Selecting between ITM, ATM, and OTM options depends on your trading goals and risk tolerance:

  • Investment Time Horizon: ITM options are suitable for shorter time horizons as they already have intrinsic value and potentially less time value decay. OTM options, with their lower upfront cost, might be better for longer time horizons if you anticipate a significant price movement.
  • Risk Tolerance: ITM options offer a lower risk of expiring worthless but also come with a higher initial cost. OTM options are cheaper but carry a higher risk of expiring without value. Choose an option that aligns with your risk appetite.
  • Market Volatility: In volatile markets, OTM options can offer higher potential returns if the price moves sharply in your favour. However, in stable markets, ITM or ATM options might be preferable due to their higher likelihood of profitability.
  • Trading Strategy: Your overall trading strategy also plays a role. ITM options can be used for income generation through covered calls or cash-secured puts. ATM options might be suitable for straddle or strangle strategies that capitalise on high volatility. OTM options are often used for directional bets or spreads that aim to profit from significant price movements.

Examples of ITM, ATM, and OTM

Here are some illustrative scenarios:

  • Investor A believes a stock will experience a moderate price increase in the next few months. They might choose an ITM call option with a slightly lower strike price to benefit from both intrinsic value and some time value decay.
  • Investor B is bullish on a stock's long-term prospects but has limited capital. They might opt for an OTM call option with a lower upfront cost. However, they understand the option might expire worthless if the stock price doesn't rise significantly before expiry.
  • Trader C expects a stock to experience high volatility in the coming weeks. They might choose an ATM straddle (buying both a call and a put option with the same strike price and expiry) to profit from the price moving significantly in either direction.

Beyond the basics

While ITM, ATM, and OTM are fundamental concepts, here are some additional factors to consider when trading options:

  • Greeks: These are metrics that measure how an option's price reacts to changes in underlying asset price, volatility, time to expiry, and interest rates. Understanding Greeks can help you make more informed decisions.
  • Option Liquidity: Choose options with good liquidity to ensure you can easily enter and exit your positions without significant bid-ask spreads impacting your profits.
  • Implied Volatility (IV): This metric reflects the market's expectation of future volatility for the underlying asset. Higher IV options are generally more expensive but offer the potential for higher returns.

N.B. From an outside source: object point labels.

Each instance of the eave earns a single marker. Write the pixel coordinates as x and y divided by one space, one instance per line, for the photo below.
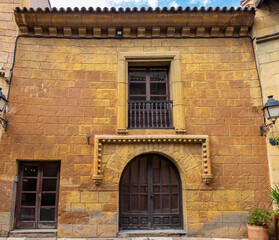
134 23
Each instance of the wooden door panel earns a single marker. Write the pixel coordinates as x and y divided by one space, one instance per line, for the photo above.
150 194
37 195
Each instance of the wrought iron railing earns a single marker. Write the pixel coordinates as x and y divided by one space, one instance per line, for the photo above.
150 114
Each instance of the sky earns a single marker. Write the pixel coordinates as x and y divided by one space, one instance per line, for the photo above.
144 3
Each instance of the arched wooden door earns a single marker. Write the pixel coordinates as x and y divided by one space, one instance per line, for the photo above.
150 194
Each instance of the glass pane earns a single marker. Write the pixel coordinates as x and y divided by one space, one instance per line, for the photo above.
134 98
49 185
143 203
156 175
134 173
134 203
27 214
134 189
156 189
165 172
174 202
157 75
126 203
158 89
143 189
158 98
125 178
48 199
173 177
29 184
126 189
28 199
50 170
47 214
143 171
165 203
156 203
137 76
30 171
174 189
137 88
165 189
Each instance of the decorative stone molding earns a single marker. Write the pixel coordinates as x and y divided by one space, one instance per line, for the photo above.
203 140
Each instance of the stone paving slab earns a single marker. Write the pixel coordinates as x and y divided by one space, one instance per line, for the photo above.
133 238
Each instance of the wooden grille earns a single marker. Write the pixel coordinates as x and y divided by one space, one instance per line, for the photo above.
37 195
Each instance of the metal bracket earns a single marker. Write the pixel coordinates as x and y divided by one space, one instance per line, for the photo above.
4 123
266 127
6 73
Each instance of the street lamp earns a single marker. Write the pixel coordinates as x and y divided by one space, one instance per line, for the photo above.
271 111
3 104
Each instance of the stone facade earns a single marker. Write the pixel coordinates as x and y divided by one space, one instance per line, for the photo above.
266 45
66 89
8 34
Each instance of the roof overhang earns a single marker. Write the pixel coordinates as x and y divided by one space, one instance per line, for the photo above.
134 23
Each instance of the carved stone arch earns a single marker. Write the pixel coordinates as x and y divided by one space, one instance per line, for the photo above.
189 153
150 194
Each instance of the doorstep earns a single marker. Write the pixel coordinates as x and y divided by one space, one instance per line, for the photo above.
158 233
34 233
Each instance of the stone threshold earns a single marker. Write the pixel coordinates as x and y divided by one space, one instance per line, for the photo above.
33 233
165 232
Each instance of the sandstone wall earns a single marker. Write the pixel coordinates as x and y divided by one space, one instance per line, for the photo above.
267 55
64 90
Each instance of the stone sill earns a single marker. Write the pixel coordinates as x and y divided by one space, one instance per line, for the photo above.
34 231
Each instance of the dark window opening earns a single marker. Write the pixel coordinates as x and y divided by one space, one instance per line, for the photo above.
149 104
37 195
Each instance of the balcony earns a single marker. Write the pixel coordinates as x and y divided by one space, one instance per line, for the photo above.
154 114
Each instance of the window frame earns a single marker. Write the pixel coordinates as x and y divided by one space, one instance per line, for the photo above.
168 58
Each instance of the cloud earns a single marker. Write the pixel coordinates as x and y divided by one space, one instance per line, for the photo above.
153 3
200 2
104 3
173 4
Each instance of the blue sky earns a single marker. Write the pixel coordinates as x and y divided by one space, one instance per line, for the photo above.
143 3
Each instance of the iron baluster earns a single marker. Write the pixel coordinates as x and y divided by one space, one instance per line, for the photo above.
130 104
152 121
165 114
156 111
139 117
143 113
135 115
161 121
148 116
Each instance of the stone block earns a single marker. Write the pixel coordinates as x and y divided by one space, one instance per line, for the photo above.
84 231
106 231
89 197
4 217
77 207
65 230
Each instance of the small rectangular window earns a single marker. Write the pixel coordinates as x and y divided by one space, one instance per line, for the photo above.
149 102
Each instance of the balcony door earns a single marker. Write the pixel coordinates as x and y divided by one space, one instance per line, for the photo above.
37 195
149 102
150 194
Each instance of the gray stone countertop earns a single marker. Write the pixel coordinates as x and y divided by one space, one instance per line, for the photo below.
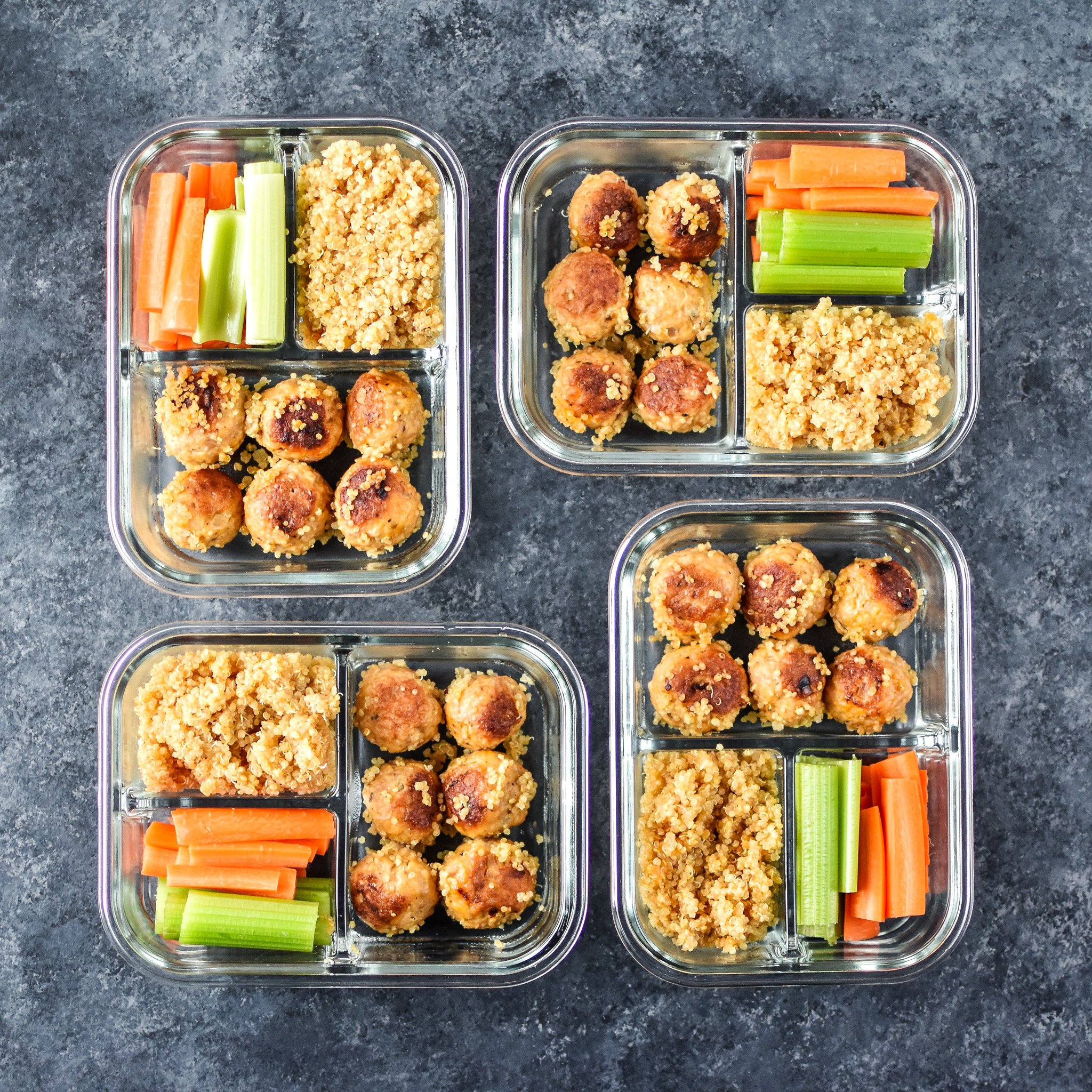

Mastering the options lingo

Understanding ITM, ATM, and OTM options is a foundational step in options trading. By considering your investment goals, risk tolerance, and market conditions, you can choose the most appropriate option type for your trading strategies. Remember, options trading involves inherent risks, so thorough research, proper risk management, and potentially seeking guidance from a qualified financial advisor are crucial before entering the options market.

Bonus Tip: Utilise online options calculators or option chains provided by brokerage platforms to visualise option prices, potential profits and losses, and Greeks for different strike prices and expiry dates. This can help you make informed decisions when selecting options contracts.

Disclaimer: This blog is for informational purposes only and should not be considered financial advice. Always conduct your own research and due diligence before making any trading decisions.